The case also highlights the problems that poor people have with inadequate legal representation. Fentress said he saw his lawyer twice — first when his family retained him, and then again in court.

Fentress owes his liberation from prison to a fluke. He was incarcerated in the Keene Mountain Correctional Center in far southwest Virginia. In Virginia’s correctional system, inmates the same geographic area band together even if they didn’t know each other outside of prison — D.C. guys with D.C. guys, Tidewater guys with Tidewater guys, and so on. As a Richmonder, Fentress fell in with a man named DeAnthony Doane from Fairfield Court, a housing Richmond project. Doane bragged about the many crimes he’d committed. One day he was talking about a drunk white guy he’d shot. To Fentress, the incident sounded remarkably like the case for which he’d been convicted.

in 2014 Doane wrote an affidavit confessing to the shooting. He said he didn’t normally do business in Midlothian Village, and he wasn’t expecting two intoxicated white people. The “gun went off,” the white guy ran away, and he had no idea that he had died.

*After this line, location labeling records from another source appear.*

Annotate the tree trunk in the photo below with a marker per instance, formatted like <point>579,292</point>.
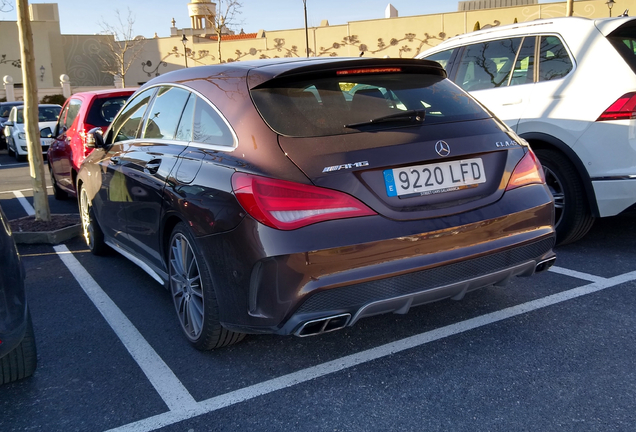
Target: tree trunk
<point>36,161</point>
<point>218,35</point>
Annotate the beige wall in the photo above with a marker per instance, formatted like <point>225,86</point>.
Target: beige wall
<point>393,37</point>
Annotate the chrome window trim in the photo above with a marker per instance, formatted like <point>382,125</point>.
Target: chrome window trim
<point>184,144</point>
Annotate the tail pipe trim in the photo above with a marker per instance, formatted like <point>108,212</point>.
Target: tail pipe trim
<point>323,325</point>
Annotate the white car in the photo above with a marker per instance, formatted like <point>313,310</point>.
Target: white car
<point>14,129</point>
<point>568,87</point>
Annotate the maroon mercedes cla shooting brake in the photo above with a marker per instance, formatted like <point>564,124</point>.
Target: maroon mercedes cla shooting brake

Armed with Doane’s confession, Fentress asked to be released. But he entered judicial hell. One judge heard his appeal but dismissed Doane’s affidavit on the grounds that convicts frequently confess to each others’ crimes. Fortunately for Fentress, the Innocence Project picked up his case. The UVa law students’ inquiries revealed several irregularities, including the fact that Foley’s female companion had lied about not being intoxicated the night of the killing and the fact that she had identified a person different from Fentress in a police line-up. The Innocence Project filed a request for a gubernatorial pardon from Governor Terry McAuliffe in 2017. Three years later, Governor Ralph Northam granted the pardon.

Fentress reacted to his release from prison by rolling on the ground in joy. Photo credit: The Innocence Project.

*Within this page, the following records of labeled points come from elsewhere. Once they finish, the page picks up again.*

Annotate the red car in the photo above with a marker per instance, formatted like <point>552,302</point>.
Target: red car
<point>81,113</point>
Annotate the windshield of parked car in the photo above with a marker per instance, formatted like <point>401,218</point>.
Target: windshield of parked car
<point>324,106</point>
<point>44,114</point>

“This is so beautiful,” Fentress told Charlottesville Tomorrow. “I am in society. I am 40 years old. I am supposed to be able to produce and be able to function as a man. This is what life is supposed to be.”
UVa law students have started a “Support Rojai Fentress’s Freedom” page on GoFundMe. The fund has reached $60,000 of its $70,000 goal.

Bacon’s bottom line: Virginia’s criminal justice system is flawed. Innocent people get convicted, guilty people go free. We can hope that miscarriages of justice like this one are rarer now that the crack epidemic has subsided and the number of shootings and murders has declined since 1996, but as the military saying goes, hope is not a plan. I question the notion, held by many Virginia legislators, that reducing sentences and releasing people early from prison is an adequate answer. Letting guilty people go free does not help people who were wrongfully convicted. Rather, we should focus on efforts on making sure that no more innocents like Rojai Fentress, are imprisoned. Ever.